Es ist deine Schuld, dass ich überhaupt hier bin. Du hast mich kommen lassen.«
Flight hatte genickt. »Und ich kann dich genauso schnell wieder zurückschicken. Willst du
das?«
Rebus hatte geschwiegen, obwohl er die Antwort kannte. Flight kannte sie auch und lächelte über
seinen kleinen Triumph. Danach fuhren sie schweigend weiter, beide Männer beschmutzt von der
Erinnerung an einen Spielplatz und einen stillen Mann, der die Knie umklammert hielt und vor sich
hin starrte, voll mit verdorbenen Gedanken.
Nun dachte Rebus an Lisa, stellte sich vor, wie es sein würde, mit ihr zu duschen und sich
gegenseitig eine Schicht London abzuschrubben.
Vielleicht würde er George noch mal nach der geheimen Adresse fragen.
Vielleicht könnte er sie ja besuchen. Ihm kam ein Gespräch in den Sinn, das sie im Bett geführt
hatten. Er hatte sie gefragt, ob er sich mal ihr Büro im University College ansehen könnte.

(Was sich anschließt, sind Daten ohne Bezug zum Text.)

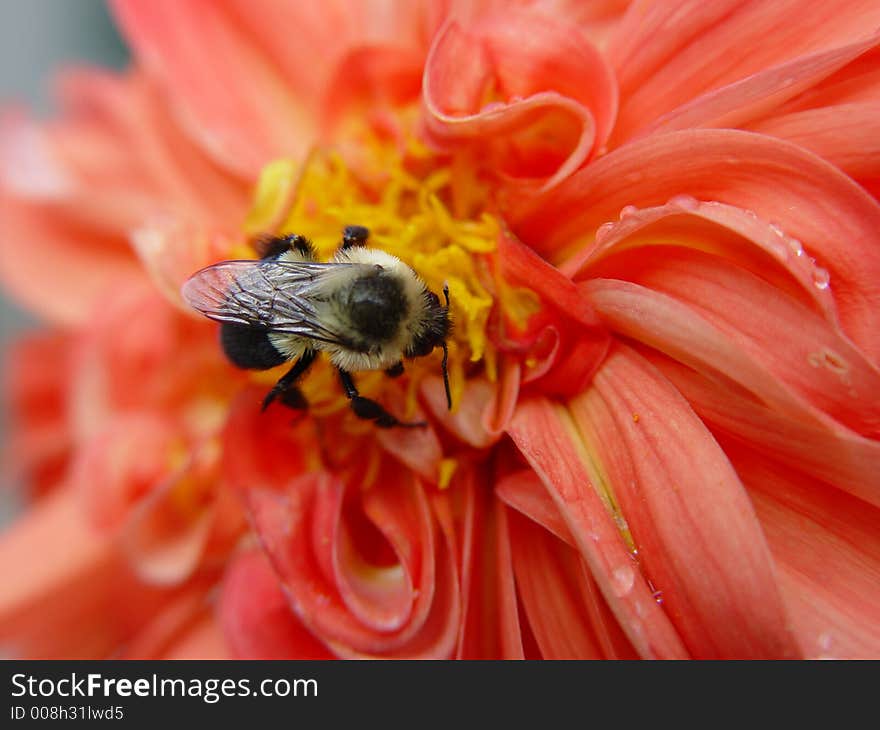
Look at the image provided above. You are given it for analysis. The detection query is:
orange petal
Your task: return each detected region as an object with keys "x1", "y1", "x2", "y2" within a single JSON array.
[
  {"x1": 219, "y1": 550, "x2": 333, "y2": 659},
  {"x1": 495, "y1": 469, "x2": 577, "y2": 546},
  {"x1": 453, "y1": 468, "x2": 524, "y2": 659},
  {"x1": 508, "y1": 399, "x2": 688, "y2": 658},
  {"x1": 635, "y1": 35, "x2": 880, "y2": 137},
  {"x1": 609, "y1": 0, "x2": 880, "y2": 144},
  {"x1": 584, "y1": 248, "x2": 880, "y2": 437},
  {"x1": 0, "y1": 488, "x2": 169, "y2": 659},
  {"x1": 515, "y1": 129, "x2": 880, "y2": 361},
  {"x1": 749, "y1": 101, "x2": 880, "y2": 197},
  {"x1": 424, "y1": 10, "x2": 617, "y2": 188},
  {"x1": 0, "y1": 192, "x2": 144, "y2": 326},
  {"x1": 248, "y1": 473, "x2": 458, "y2": 658},
  {"x1": 569, "y1": 349, "x2": 799, "y2": 658},
  {"x1": 510, "y1": 515, "x2": 603, "y2": 659},
  {"x1": 647, "y1": 351, "x2": 880, "y2": 505},
  {"x1": 113, "y1": 0, "x2": 315, "y2": 179},
  {"x1": 162, "y1": 610, "x2": 232, "y2": 661},
  {"x1": 728, "y1": 445, "x2": 880, "y2": 659}
]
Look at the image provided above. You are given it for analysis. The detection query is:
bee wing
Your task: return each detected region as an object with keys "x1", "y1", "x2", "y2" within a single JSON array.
[{"x1": 181, "y1": 261, "x2": 343, "y2": 343}]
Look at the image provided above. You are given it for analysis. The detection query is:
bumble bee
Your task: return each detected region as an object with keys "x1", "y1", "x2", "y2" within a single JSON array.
[{"x1": 182, "y1": 226, "x2": 452, "y2": 428}]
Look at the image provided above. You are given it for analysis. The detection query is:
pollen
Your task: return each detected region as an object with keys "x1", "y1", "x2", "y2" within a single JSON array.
[{"x1": 244, "y1": 132, "x2": 535, "y2": 416}]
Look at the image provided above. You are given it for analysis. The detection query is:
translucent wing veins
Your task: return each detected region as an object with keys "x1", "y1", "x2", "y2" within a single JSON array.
[{"x1": 181, "y1": 260, "x2": 352, "y2": 344}]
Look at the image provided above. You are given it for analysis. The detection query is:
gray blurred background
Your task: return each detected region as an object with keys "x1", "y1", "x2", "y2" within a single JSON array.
[{"x1": 0, "y1": 0, "x2": 128, "y2": 527}]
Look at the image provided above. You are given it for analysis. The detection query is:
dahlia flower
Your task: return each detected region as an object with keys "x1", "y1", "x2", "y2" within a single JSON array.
[{"x1": 0, "y1": 0, "x2": 880, "y2": 658}]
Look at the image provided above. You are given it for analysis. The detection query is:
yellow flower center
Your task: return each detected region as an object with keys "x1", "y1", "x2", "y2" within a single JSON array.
[{"x1": 236, "y1": 127, "x2": 538, "y2": 414}]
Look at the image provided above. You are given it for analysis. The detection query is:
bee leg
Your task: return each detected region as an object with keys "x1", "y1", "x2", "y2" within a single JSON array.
[
  {"x1": 262, "y1": 350, "x2": 318, "y2": 411},
  {"x1": 341, "y1": 226, "x2": 370, "y2": 251},
  {"x1": 254, "y1": 233, "x2": 315, "y2": 261},
  {"x1": 339, "y1": 369, "x2": 427, "y2": 428}
]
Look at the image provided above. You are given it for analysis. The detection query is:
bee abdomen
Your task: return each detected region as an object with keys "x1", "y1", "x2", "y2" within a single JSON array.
[{"x1": 220, "y1": 322, "x2": 288, "y2": 370}]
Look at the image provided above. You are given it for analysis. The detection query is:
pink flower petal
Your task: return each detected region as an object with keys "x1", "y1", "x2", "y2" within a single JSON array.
[
  {"x1": 609, "y1": 0, "x2": 880, "y2": 144},
  {"x1": 0, "y1": 488, "x2": 177, "y2": 659},
  {"x1": 248, "y1": 474, "x2": 457, "y2": 657},
  {"x1": 635, "y1": 35, "x2": 880, "y2": 137},
  {"x1": 728, "y1": 440, "x2": 880, "y2": 659},
  {"x1": 162, "y1": 611, "x2": 232, "y2": 661},
  {"x1": 583, "y1": 248, "x2": 880, "y2": 436},
  {"x1": 113, "y1": 0, "x2": 316, "y2": 179},
  {"x1": 749, "y1": 101, "x2": 880, "y2": 197},
  {"x1": 453, "y1": 468, "x2": 524, "y2": 659},
  {"x1": 515, "y1": 129, "x2": 880, "y2": 362},
  {"x1": 495, "y1": 469, "x2": 577, "y2": 547},
  {"x1": 495, "y1": 469, "x2": 638, "y2": 659},
  {"x1": 569, "y1": 349, "x2": 799, "y2": 658},
  {"x1": 508, "y1": 399, "x2": 688, "y2": 658},
  {"x1": 219, "y1": 550, "x2": 333, "y2": 659},
  {"x1": 424, "y1": 10, "x2": 617, "y2": 188},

»Irgendwann«, hatte sie gesagt. »Es ist allerdings kein sehr schönes Zimmer, nicht so was wie
diese riesigen antiken Oxbridge-Zimmer, die man immer in den Fernsehserien sieht. Es ist ein
winziges kleines Loch, um ehrlich zu sein. Ich hasse es.«
»Ich fand's trotzdem schön, wenn du mich mal herumführen würdest.«
»Und ich hab gesagt, okay.« Sie klang gereizt. Warum nur? Warum hatte sie der Gedanke so nervös
gemacht, ihm ihr Zimmer zu zeigen?
Warum war die Sekretärin - Millicent hatte Lisa sie genannt - so ausweichend gewesen, als Rebus
dort war? Nein, nicht bloß ausweichend.
Unkooperativ. Ausgesprochen unkooperativ. Jetzt wo er genauer darüber nachdachte. Was, zum
Teufel, verbargen die vor ihm? Er wusste, es gab einen Weg, die Antwort herauszufinden, einen
absolut sicheren Weg. Was sollte es? Lisa war in Sicherheit, und er war angewiesen worden, sich
aus dem Fall Watkiss herauszuhalten - was hinderte ihn also daran, diesem jüngsten Rätsel
nachzugehen. Er raffte sich auf. Die Antwort lautete: Nichts hinderte ihn daran, absolut gar
nichts.
»Wo gehst du hin?«
Es war Flight, der Rebus aus einer offenen Tür anbrüllte, als er mit großen Schritten den Flur
entlangeilte.
»Eine private Sache«, rief Rebus zurück.
»Ich hab dich gewarnt, John! Misch dich nicht ein!«
»Es ist nicht, was du denkst!« Er blieb stehen und wandte sich George Flight zu.
»Was ist es denn dann?«
»Wie ich bereits sagte, George, was Privates, okay?«
»Nein.«
»Hör mal«, sagte Rebus, der sich plötzlich nicht mehr beherrschen konnte, all die Gedanken, die
er zu bändigen versucht hatte - Sammy, Kenny Watkiss, der Wolfsmann, die Drohung gegen Lisa -,
kochten plötzlich in ihm hoch. Er schluckte und atmete tief durch. »Hör mal, George, du hast
reichlich zu tun, okay?« Er stieß George einen Finger in die Brust. »Denk an das, was ich gesagt
habe: Es könnte ein Polizist sein. Warum richtest du deine unschätzbaren, akribischen
Ermittlungskünste nicht mal darauf! Der Wolfsmann könnte hier in diesem Gebäude sein. Er könnte
an dem verdammten Fall arbeiten, Jagd auf sich selbst machen!«
Rebus hörte, wie seine Stimme hysterisch wurde, sich aber rasch wieder beruhigte. Zumindest seine
Stimmbänder hatte er unter Kontrolle, wenn schon sonst nichts.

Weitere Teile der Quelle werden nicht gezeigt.